Directly applicable EU Regulation 2015/2283 on Novel Foods (the Regulation) came into force on 1st January 2018. Enforcement provisions are provided by Novel Food (England) Regulations that will come into force on 8 March 2018.
The main change is that initial assessments of novel food applications are now undertaken at EU level by the European Food Safety Authority (EFSA) and deadlines have been introduced to improve efficacy.
EFSA recently published guidance on the presentation of new applications pursuant to Article 10 of Regulation (EU) 2015/2283. The Guidance contains a checklist regarding the documentation required by article 10 of Regulation 2015/2283 and tables in order to summarise the accompanying scientific studies .
Foods that have only been considered novel since the introduction of the new rules and which have been on sale from 1 January 2018 may remain on the market until a decision is taken on their authorisation. Applications must be submitted by January 2019 and a decision will be made by January 2020 at the latest. The information required for notifications and applications is provided in further implementation Regulation (2017/2468).
The general criteria for the definition of a novel food is unchanged; a ‘novel food’ is a food or food ingredient which has not been consumed to a significant degree prior to 15 May 1997, but categories of novel foods have been expanded (i.e. insects, vitamins, minerals, food supplements etc.)
A faster and structured notification system for traditional foods from third countries on the basis of a history of safe use is introduced by the Regulation. If the safety of the traditional food can be established from evidence of history of consumption in that third country (i.e. consumed in at least one third country for at least 25 years and as part of the customary diet of a significant number of people in at least one third of the country,) and there are no safety concerns raised by Member States or EFSA, the traditional food may be placed on the EU market. If safety concerns are raised, the applicant must submit an application.
The EU list of novel foods is published in implementing Regulation 2017/2470 and includes the details of possible conditions of use, additional specific labelling requirements and relevant specifications.
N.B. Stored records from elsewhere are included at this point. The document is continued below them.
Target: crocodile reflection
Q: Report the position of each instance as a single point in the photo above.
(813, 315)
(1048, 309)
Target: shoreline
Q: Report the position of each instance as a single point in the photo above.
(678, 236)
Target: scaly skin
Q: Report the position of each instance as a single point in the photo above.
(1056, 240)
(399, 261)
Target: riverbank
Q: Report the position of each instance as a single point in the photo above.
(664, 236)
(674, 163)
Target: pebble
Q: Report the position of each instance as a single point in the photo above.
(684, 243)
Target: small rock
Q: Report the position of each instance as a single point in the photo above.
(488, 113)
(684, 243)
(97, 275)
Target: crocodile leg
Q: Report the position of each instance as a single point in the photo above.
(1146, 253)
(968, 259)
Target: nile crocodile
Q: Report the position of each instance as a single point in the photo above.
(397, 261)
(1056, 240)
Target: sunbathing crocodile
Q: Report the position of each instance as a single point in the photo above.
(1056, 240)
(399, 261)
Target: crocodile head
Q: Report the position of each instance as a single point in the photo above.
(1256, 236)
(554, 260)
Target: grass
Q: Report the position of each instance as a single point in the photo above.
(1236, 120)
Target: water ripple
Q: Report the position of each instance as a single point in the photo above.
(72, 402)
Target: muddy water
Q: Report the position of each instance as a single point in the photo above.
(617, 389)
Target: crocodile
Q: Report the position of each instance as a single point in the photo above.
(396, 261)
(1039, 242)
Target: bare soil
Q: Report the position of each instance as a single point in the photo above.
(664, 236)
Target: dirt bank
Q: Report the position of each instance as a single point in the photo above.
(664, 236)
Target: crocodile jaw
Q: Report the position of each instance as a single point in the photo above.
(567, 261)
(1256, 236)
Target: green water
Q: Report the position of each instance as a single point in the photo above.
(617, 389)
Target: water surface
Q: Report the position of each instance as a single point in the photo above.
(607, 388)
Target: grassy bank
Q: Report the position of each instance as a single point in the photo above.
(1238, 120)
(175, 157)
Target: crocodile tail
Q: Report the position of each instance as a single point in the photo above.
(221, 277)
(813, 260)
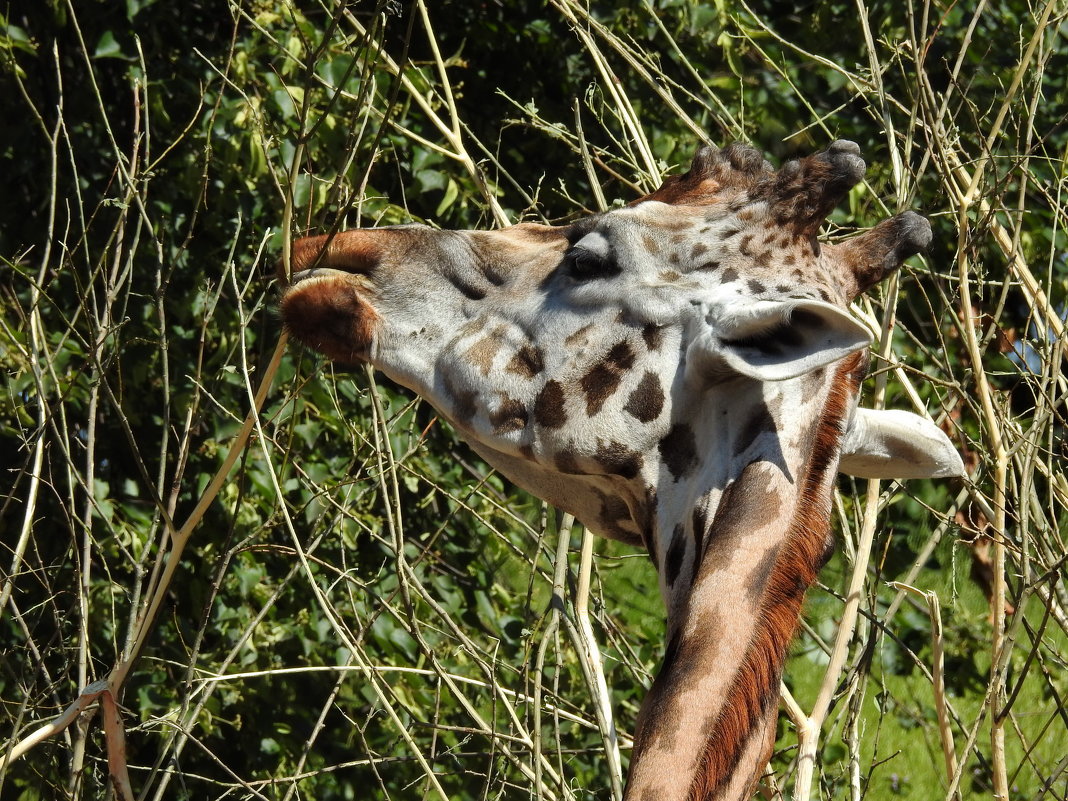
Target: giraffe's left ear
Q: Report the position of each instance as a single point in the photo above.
(890, 443)
(772, 340)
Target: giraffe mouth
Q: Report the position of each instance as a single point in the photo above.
(328, 311)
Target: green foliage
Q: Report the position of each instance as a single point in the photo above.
(365, 610)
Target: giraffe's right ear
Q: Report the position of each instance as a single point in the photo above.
(772, 340)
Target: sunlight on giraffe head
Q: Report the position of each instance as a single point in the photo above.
(680, 374)
(598, 362)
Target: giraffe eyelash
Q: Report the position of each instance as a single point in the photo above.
(584, 265)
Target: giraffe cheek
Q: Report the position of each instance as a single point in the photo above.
(329, 315)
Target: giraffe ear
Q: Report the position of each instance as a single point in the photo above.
(884, 443)
(772, 340)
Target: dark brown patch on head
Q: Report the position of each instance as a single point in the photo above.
(617, 459)
(653, 335)
(647, 399)
(527, 362)
(678, 451)
(603, 379)
(511, 415)
(464, 403)
(566, 462)
(482, 354)
(549, 406)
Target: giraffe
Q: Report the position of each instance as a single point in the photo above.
(680, 374)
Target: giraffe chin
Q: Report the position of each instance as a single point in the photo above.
(329, 313)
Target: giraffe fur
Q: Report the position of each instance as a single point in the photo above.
(680, 374)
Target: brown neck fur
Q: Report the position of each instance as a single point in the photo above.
(749, 707)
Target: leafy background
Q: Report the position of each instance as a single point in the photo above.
(345, 601)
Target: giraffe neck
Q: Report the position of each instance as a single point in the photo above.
(734, 598)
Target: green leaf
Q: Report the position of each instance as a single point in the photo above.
(108, 47)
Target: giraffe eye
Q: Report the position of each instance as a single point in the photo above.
(591, 258)
(584, 266)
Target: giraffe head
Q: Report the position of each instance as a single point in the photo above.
(599, 363)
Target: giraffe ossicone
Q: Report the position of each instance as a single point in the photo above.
(680, 374)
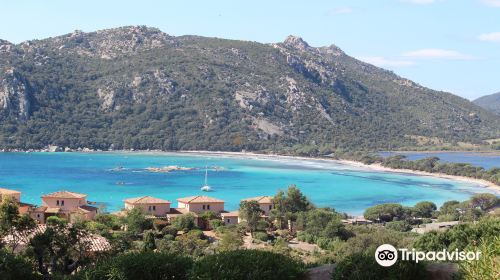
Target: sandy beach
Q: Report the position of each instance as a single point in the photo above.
(372, 167)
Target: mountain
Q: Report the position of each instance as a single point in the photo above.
(489, 102)
(137, 87)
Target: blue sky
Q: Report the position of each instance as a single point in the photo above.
(450, 45)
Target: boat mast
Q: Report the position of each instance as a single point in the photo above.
(206, 175)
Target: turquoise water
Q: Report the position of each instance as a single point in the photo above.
(485, 160)
(109, 178)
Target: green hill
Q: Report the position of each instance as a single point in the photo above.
(137, 87)
(489, 102)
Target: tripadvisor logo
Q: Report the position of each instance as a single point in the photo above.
(387, 255)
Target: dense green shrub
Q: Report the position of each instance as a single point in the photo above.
(249, 265)
(262, 236)
(144, 265)
(362, 266)
(13, 267)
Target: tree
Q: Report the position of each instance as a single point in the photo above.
(12, 224)
(140, 265)
(247, 264)
(250, 212)
(384, 212)
(424, 209)
(484, 201)
(136, 221)
(61, 248)
(149, 241)
(230, 240)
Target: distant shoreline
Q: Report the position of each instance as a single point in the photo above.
(373, 167)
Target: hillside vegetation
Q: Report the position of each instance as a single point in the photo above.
(139, 88)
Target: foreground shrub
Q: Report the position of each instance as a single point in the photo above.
(363, 266)
(262, 236)
(145, 266)
(249, 265)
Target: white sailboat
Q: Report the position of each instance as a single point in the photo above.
(206, 187)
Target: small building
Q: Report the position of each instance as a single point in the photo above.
(24, 208)
(200, 203)
(10, 193)
(150, 205)
(230, 218)
(64, 204)
(265, 203)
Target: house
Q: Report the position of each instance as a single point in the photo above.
(150, 205)
(24, 208)
(265, 203)
(10, 193)
(230, 218)
(199, 204)
(64, 204)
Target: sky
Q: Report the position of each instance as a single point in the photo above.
(449, 45)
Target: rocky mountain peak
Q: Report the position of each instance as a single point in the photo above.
(5, 46)
(296, 42)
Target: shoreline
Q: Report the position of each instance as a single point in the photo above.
(372, 167)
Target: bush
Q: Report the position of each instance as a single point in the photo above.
(402, 226)
(363, 266)
(170, 230)
(262, 236)
(14, 267)
(185, 222)
(145, 265)
(249, 265)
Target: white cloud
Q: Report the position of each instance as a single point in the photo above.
(438, 54)
(492, 3)
(490, 37)
(386, 62)
(340, 11)
(420, 2)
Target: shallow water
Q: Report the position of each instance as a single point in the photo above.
(109, 178)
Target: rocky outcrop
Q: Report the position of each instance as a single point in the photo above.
(15, 94)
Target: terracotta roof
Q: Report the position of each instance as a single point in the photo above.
(40, 209)
(199, 199)
(53, 210)
(87, 208)
(65, 194)
(230, 214)
(145, 200)
(260, 199)
(96, 242)
(7, 191)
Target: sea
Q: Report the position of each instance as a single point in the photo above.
(110, 177)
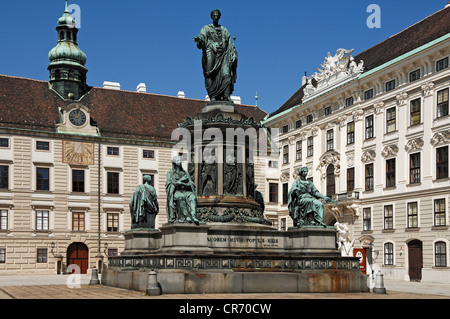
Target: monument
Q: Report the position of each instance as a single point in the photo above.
(216, 239)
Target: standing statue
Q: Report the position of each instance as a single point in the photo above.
(305, 207)
(144, 205)
(219, 59)
(181, 199)
(231, 176)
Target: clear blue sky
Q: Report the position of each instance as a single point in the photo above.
(151, 41)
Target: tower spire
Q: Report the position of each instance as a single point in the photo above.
(67, 61)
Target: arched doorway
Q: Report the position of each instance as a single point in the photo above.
(331, 181)
(415, 260)
(78, 254)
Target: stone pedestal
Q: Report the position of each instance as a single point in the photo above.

Any newly approved novel foods will be added to this list. Under the new Regulation all authorisations are generic. This means that any food business operator can place an authorised Novel Food on the EU market, provided the authorised conditions of use, labelling requirements and specifications are respected.
However, alongside this, promotion of innovation is provided by some data protection provisions. The Regulation grants an individual authorisation for a non-renewable five-year period of data protection, if the applicant requests it and the application is based on newly developed scientific evidence and proprietary data.